A C subroutine named small_delay() that calls the nano_wait() subroutine is provided for you in main.c. When you are starting out bit-banging an interface, it is helpful to have a uniform small delay that can be made arbitrarily large. The parameter for nano_wait() is number of nanoseconds to spend spinning in a loop. Having small_delay() allows you to always call nano_wait() with the same value. If things do not work, it helps to slow down all elements of the protocol. You can make the value very large so that you can debug it. We start out with a large value like 50000000 (50 ms). In practice, you would gradually reduce it to see what works, but you will find that, when driving the 7-segment LED array with the shift registers, you will not need any delay at all. Once the circuitry and software is working you can comment out the nano_wait() call in small delay.

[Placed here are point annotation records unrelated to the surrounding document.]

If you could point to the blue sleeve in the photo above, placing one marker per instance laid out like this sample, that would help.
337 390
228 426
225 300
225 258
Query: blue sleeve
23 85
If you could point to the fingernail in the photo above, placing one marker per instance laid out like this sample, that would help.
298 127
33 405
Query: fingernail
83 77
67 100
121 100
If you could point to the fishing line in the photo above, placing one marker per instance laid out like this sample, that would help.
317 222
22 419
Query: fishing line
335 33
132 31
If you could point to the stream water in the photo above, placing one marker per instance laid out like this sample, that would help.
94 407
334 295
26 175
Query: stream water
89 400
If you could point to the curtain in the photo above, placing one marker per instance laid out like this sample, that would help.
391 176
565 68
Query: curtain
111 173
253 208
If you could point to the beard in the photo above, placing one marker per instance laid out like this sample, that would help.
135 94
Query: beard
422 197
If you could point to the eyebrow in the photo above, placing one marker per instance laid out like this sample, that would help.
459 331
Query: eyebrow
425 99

Consider what the SPI protocol does. The delays are to be inserted between transitions of NSS-MOSI-SCK-MOSI-SCK-…-NSS. The SPI interface will certainly work at extremely low speeds. When starting to develop any hardware interface, it is helpful to be able to see things happening in slow-motion. Once it works, increase the speed.

2.4: bb_write_bit()

Write a C subroutine named bb_write_bit() that accepts a single integer parameter, which should always be either 0 or non-zero, and implements the following pseudocode:

void bb_write_bit(int out)
{
  // Set MOSI to 0 or 1 based on out
  small_delay();
  // Set SCK to 1
  small_delay();
  // Set SCK to 0
}

2.5: bb_write_halfword()

Write a C subroutine named bb_write_halfword() that accepts a single integer parameter and implements the following pseudocode:

NOTE: You do not have to do this sequentially. You could do it in a loop form.

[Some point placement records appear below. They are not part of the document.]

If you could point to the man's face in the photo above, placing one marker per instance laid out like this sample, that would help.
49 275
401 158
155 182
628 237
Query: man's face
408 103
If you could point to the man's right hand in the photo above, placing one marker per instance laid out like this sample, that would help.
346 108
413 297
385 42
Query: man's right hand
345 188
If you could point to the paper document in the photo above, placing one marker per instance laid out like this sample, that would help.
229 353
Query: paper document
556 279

void bb_write_halfword(int message)
{
  // Set NSS to 0
  // Call bb_write_bit() for bit 15
  // Call bb_write_bit() for bit 14
  ...
  // Call bb_write_bit() for bit 0
  // Set NSS to 1
}

NOTE: If you’re new at this, remember that you can use the >> operator to shift values to the right by an arbitrary amount. Then use the & operator to AND the result with a 1 to isolate one bit. If you don’t feel like expressing this with a loop, you may make sixteen separate calls to bb_write_bit() in the proper sequence.

2.6: Demonstrate Bit Banging

Uncomment the #define BIT_BANG stanza in main.c. This will invoke your setup_bb() subroutine to configure the pins as outputs and then call your bb_write_halfword() repeatedly to show the entire array.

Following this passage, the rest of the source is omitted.